🤖 AI Summary
This study addresses the previously undefined task of automatic Latin-script fragment detection in multilingual, typographically complex historical documents. We introduce the first multimodal annotated dataset (724 pages) specifically designed for this task, incorporating textual content, layout structure, and language annotations. Methodologically, we propose a joint multimodal modeling framework that integrates large foundation models with heterogeneous features—namely OCR-extracted text and document layout representations—to jointly perform cross-modal language identification and spatial localization.
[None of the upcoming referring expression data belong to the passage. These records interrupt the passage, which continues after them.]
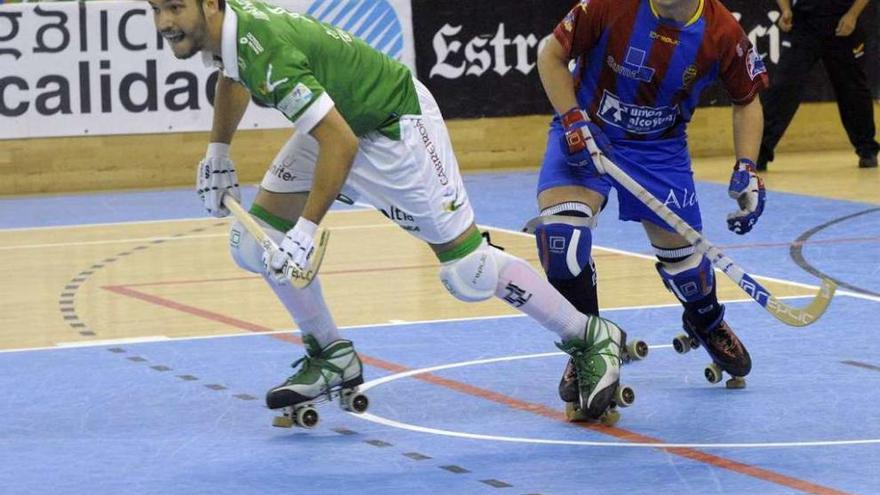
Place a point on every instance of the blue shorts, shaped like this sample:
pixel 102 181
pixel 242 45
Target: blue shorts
pixel 661 167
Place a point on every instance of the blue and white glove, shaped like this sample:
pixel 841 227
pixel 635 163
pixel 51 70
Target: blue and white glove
pixel 747 188
pixel 296 248
pixel 215 177
pixel 584 142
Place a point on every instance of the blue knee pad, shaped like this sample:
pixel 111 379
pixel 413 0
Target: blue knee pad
pixel 691 285
pixel 564 249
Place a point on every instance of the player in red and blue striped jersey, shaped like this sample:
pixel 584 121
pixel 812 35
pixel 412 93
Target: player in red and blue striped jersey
pixel 639 69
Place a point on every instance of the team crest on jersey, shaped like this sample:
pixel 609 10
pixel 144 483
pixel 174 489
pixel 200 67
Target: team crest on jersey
pixel 296 100
pixel 250 40
pixel 633 67
pixel 755 64
pixel 688 76
pixel 636 119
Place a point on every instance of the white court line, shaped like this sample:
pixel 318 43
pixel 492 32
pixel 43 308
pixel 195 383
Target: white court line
pixel 147 222
pixel 391 323
pixel 164 238
pixel 587 443
pixel 650 257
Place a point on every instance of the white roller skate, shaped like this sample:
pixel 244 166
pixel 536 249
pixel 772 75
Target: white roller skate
pixel 324 375
pixel 595 372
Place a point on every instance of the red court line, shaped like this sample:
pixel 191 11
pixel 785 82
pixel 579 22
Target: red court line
pixel 539 409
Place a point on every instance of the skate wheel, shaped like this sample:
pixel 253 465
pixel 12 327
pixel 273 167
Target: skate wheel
pixel 282 421
pixel 610 418
pixel 574 414
pixel 307 417
pixel 681 343
pixel 637 350
pixel 712 373
pixel 355 402
pixel 736 382
pixel 624 396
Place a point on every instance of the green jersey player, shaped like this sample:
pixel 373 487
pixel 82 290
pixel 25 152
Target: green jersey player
pixel 365 128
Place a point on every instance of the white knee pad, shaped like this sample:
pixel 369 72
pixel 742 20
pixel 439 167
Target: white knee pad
pixel 245 250
pixel 474 277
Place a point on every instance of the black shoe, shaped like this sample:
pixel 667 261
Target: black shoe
pixel 722 344
pixel 868 162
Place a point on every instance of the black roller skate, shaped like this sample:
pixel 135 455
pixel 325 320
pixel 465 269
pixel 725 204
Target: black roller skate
pixel 590 386
pixel 327 374
pixel 726 350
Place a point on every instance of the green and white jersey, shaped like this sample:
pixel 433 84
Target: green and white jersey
pixel 303 67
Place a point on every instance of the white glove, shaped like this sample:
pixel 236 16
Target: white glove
pixel 216 177
pixel 296 248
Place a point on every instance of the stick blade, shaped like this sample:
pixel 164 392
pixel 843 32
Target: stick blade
pixel 302 278
pixel 801 317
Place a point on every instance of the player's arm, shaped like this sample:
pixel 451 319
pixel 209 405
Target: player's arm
pixel 583 141
pixel 748 128
pixel 553 63
pixel 337 147
pixel 216 175
pixel 230 103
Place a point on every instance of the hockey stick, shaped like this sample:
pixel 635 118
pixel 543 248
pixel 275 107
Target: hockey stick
pixel 790 315
pixel 298 278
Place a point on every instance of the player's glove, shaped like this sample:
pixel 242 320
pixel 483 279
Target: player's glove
pixel 747 188
pixel 584 142
pixel 216 177
pixel 296 248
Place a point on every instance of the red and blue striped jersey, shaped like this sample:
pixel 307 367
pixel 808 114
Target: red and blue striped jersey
pixel 639 76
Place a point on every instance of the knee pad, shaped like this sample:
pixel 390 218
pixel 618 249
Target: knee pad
pixel 565 241
pixel 245 250
pixel 691 280
pixel 473 277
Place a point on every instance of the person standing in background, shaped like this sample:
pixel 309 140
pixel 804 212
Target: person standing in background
pixel 826 30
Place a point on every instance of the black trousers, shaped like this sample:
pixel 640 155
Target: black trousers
pixel 811 39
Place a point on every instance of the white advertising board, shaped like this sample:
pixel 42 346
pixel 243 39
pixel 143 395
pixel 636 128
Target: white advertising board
pixel 100 68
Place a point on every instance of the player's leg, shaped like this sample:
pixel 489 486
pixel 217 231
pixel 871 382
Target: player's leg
pixel 330 361
pixel 687 274
pixel 691 278
pixel 472 269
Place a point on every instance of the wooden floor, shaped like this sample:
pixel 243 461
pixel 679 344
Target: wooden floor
pixel 87 283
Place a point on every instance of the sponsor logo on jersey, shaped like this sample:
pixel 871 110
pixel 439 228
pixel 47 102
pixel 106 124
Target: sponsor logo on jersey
pixel 665 39
pixel 633 67
pixel 250 40
pixel 296 100
pixel 270 85
pixel 636 119
pixel 400 217
pixel 755 64
pixel 381 29
pixel 280 171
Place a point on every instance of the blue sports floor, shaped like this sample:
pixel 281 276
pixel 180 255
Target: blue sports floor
pixel 469 406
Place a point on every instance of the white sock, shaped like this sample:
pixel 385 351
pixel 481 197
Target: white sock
pixel 520 286
pixel 308 309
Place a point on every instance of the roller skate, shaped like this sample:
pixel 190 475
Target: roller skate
pixel 324 375
pixel 591 386
pixel 727 352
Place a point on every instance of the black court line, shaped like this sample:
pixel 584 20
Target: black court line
pixel 66 299
pixel 797 254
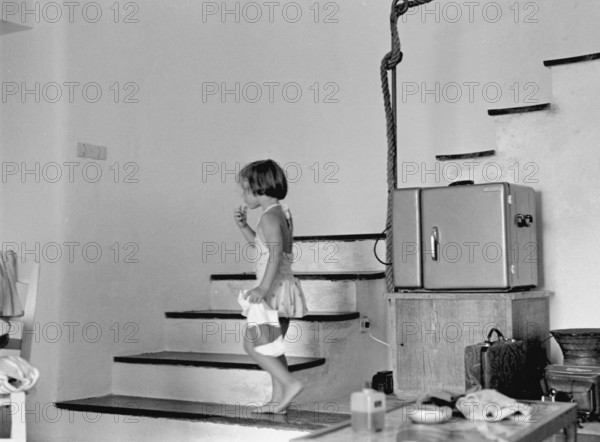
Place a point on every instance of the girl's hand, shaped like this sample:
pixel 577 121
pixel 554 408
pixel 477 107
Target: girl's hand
pixel 256 295
pixel 239 215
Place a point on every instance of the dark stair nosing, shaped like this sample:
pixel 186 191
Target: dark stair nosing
pixel 518 109
pixel 332 276
pixel 213 360
pixel 569 60
pixel 298 418
pixel 235 314
pixel 341 238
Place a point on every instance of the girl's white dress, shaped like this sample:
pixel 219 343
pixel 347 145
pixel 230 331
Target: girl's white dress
pixel 286 295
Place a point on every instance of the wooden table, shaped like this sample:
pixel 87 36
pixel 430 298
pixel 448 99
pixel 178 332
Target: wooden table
pixel 547 419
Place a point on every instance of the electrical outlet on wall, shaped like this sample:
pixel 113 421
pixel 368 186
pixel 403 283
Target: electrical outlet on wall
pixel 365 324
pixel 87 150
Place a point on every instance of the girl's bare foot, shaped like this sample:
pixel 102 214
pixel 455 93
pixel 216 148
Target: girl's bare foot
pixel 290 392
pixel 268 408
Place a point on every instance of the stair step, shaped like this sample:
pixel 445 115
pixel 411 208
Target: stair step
pixel 571 60
pixel 218 413
pixel 518 109
pixel 324 291
pixel 214 360
pixel 330 276
pixel 235 314
pixel 341 238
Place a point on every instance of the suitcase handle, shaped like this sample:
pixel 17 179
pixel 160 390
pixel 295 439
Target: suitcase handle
pixel 434 243
pixel 462 183
pixel 524 220
pixel 500 335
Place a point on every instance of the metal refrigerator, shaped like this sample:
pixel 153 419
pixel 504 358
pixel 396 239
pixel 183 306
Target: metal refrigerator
pixel 465 237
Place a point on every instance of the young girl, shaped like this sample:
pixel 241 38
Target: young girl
pixel 264 184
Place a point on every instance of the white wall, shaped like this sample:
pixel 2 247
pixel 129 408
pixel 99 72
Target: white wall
pixel 171 136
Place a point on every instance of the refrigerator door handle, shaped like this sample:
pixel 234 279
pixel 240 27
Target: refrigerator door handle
pixel 434 243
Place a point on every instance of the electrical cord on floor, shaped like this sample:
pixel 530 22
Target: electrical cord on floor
pixel 378 340
pixel 375 251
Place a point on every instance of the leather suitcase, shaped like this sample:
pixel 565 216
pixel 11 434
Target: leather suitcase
pixel 498 365
pixel 580 384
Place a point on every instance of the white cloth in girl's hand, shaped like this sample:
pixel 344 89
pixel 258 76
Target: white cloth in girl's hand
pixel 261 313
Comprehensive experiments evaluate state-of-the-art large language and vision-language models on this task, demonstrating their reliable detection capability. Key contributions include: (1) the formal definition and task formulation of Latin-script fragment detection; (2) the release of the first dedicated benchmark dataset; and (3) an empirical analysis revealing both the promise and limitations of foundation models in real-world historical document digitization—thereby establishing a new paradigm for intelligent cultural heritage processing.
📝 Abstract
This paper presents a novel task of extracting Latin fragments from mixed-language historical documents with varied layouts. We benchmark and evaluate the performance of large foundation models against a multimodal dataset of 724 annotated pages. The results demonstrate that reliable Latin detection with contemporary models is achievable. Our study provides the first comprehensive analysis of these models' capabilities and limits for this task.